There are some states that have always been known as being relatively oil-rich and Texas is one of them. Long a home to significant crude oil extraction operations, the state was responsible for almost one-third of all crude oil and natural gas reserves in the U.S. in 2012.
Since then, production has only increased, to the point where the states produces about 3.4 million barrels of oil per day. A recent article in USA Today claimed that if Texas were its own country, it would be the sixth-largest oil producer in the world.
Of course, no one is surprised to hear that Texas is a major oil-producing state. But that is not the case for all states. During the past several years, improved exploration and extraction methods have allowed the oil industry to uncover sources that were never before thought possible to retrieve. As a result, states that were once thought to possess little in the way of oil resources now lead the nation in crude production.

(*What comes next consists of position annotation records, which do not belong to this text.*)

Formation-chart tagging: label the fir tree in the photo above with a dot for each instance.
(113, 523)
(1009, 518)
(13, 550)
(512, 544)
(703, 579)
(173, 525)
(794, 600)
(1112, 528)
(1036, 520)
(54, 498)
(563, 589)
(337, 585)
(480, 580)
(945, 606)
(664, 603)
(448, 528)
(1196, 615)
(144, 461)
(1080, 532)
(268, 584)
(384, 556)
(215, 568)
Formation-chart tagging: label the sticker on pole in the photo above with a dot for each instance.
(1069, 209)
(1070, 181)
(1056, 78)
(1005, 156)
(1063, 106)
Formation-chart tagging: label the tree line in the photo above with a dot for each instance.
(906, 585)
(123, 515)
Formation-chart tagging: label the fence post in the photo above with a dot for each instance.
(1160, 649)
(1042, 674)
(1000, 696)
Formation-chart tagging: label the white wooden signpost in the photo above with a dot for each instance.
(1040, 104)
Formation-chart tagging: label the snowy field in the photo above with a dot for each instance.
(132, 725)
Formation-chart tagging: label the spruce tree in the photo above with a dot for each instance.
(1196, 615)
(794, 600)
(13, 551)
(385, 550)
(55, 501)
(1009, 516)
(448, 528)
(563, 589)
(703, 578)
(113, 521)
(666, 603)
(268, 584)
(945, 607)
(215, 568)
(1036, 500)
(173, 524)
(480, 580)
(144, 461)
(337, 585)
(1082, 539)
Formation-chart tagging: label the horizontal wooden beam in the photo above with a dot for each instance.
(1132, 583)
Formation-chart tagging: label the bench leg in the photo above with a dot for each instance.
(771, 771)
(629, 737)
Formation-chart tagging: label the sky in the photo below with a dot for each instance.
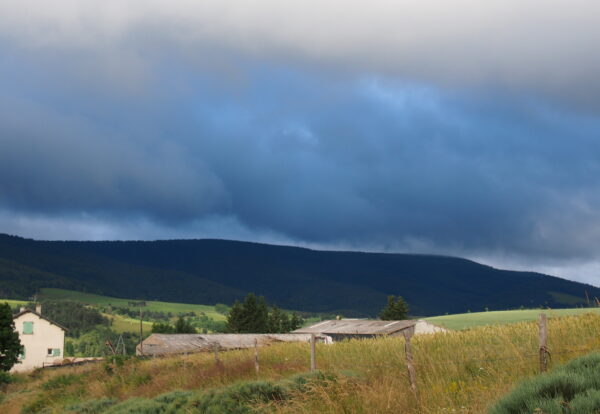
(422, 126)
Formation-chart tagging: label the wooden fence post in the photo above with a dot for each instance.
(256, 366)
(216, 349)
(412, 374)
(313, 356)
(543, 343)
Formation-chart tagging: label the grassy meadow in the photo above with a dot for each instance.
(92, 299)
(458, 372)
(469, 320)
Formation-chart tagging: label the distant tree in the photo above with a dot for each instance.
(184, 326)
(221, 308)
(159, 327)
(10, 345)
(251, 316)
(254, 316)
(395, 310)
(296, 322)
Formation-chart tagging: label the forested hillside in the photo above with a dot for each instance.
(212, 271)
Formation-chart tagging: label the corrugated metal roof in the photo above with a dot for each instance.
(357, 327)
(159, 344)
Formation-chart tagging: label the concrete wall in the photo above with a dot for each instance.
(45, 336)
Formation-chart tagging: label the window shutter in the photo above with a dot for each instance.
(28, 328)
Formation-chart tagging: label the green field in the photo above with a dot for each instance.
(13, 303)
(121, 324)
(91, 299)
(469, 320)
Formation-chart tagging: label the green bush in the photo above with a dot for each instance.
(60, 381)
(5, 378)
(571, 389)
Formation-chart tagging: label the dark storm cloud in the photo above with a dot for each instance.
(135, 121)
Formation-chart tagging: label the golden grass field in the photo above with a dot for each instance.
(457, 372)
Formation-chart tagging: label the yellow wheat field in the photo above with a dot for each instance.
(457, 372)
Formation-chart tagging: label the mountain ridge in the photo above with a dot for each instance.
(218, 270)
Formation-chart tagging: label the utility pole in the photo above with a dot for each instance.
(141, 328)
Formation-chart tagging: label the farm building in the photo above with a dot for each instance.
(367, 328)
(42, 339)
(165, 344)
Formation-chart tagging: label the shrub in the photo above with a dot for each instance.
(60, 381)
(573, 389)
(5, 378)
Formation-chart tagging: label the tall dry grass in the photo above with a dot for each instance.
(457, 372)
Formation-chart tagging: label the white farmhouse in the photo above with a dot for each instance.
(43, 340)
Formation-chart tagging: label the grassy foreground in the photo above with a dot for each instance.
(460, 372)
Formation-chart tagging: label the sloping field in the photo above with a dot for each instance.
(13, 303)
(92, 299)
(469, 320)
(458, 372)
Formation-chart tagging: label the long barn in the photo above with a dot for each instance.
(367, 328)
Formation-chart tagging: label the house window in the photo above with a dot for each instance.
(53, 352)
(27, 328)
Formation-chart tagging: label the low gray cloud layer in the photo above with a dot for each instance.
(455, 131)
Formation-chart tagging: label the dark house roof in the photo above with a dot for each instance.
(40, 316)
(357, 327)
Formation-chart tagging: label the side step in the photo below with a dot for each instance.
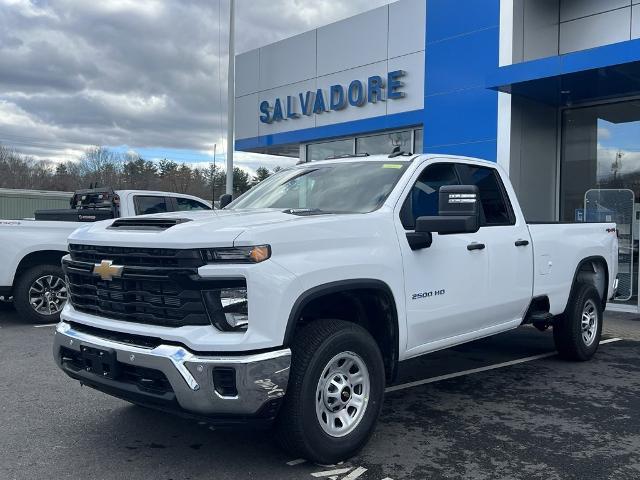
(539, 317)
(540, 320)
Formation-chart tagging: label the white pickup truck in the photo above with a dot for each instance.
(32, 249)
(296, 302)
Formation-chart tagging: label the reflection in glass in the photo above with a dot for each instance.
(384, 143)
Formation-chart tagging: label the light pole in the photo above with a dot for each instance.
(231, 97)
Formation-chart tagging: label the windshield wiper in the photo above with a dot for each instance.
(306, 211)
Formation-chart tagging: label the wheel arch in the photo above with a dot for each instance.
(593, 270)
(38, 257)
(364, 297)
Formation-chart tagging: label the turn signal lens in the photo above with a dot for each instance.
(255, 254)
(260, 254)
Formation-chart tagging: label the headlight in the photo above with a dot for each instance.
(255, 254)
(228, 308)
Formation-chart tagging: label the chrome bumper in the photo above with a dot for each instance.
(260, 378)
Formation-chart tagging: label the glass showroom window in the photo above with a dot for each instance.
(600, 177)
(322, 151)
(384, 143)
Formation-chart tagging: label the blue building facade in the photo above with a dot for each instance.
(549, 89)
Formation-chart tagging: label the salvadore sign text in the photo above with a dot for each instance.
(338, 97)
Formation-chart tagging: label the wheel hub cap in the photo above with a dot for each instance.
(48, 294)
(342, 394)
(589, 323)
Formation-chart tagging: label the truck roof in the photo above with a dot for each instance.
(401, 158)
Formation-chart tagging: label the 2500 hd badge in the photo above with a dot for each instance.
(432, 293)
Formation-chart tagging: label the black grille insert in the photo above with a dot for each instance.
(157, 286)
(147, 223)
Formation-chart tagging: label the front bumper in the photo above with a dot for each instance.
(260, 379)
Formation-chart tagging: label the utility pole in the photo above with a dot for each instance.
(231, 96)
(213, 177)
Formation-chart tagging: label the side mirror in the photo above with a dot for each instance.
(225, 200)
(459, 211)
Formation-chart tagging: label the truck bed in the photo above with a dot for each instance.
(559, 246)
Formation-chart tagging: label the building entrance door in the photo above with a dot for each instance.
(600, 179)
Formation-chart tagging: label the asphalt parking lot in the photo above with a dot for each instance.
(501, 408)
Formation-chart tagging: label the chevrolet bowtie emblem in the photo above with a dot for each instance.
(106, 270)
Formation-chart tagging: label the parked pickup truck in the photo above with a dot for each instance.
(296, 302)
(32, 249)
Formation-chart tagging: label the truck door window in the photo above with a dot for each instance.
(148, 204)
(423, 197)
(497, 210)
(188, 204)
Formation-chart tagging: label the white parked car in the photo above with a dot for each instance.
(296, 302)
(32, 248)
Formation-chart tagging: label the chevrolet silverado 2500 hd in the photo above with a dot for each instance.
(32, 249)
(296, 302)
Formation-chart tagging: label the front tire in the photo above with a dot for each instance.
(335, 392)
(40, 294)
(577, 331)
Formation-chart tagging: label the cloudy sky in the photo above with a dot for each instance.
(143, 75)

Consider North Dakota. The news source reports that the state now has up to 3.8 billion barrels of proven oil reserves, thanks to the development of the Bakken Shale region. In fact, between 2003 and 2013, oil production in the state increased by an astounding 1,000 percent.
As stakeholders in the industry move to exploit these resources, they may find that they are putting strain on an existing infrastructure that was not designed for this level of demand. Inadequate pipelines, for one, could result in damaging spills. It is important for stakeholders to work with environmental consultants to ensure that these risks are minimized.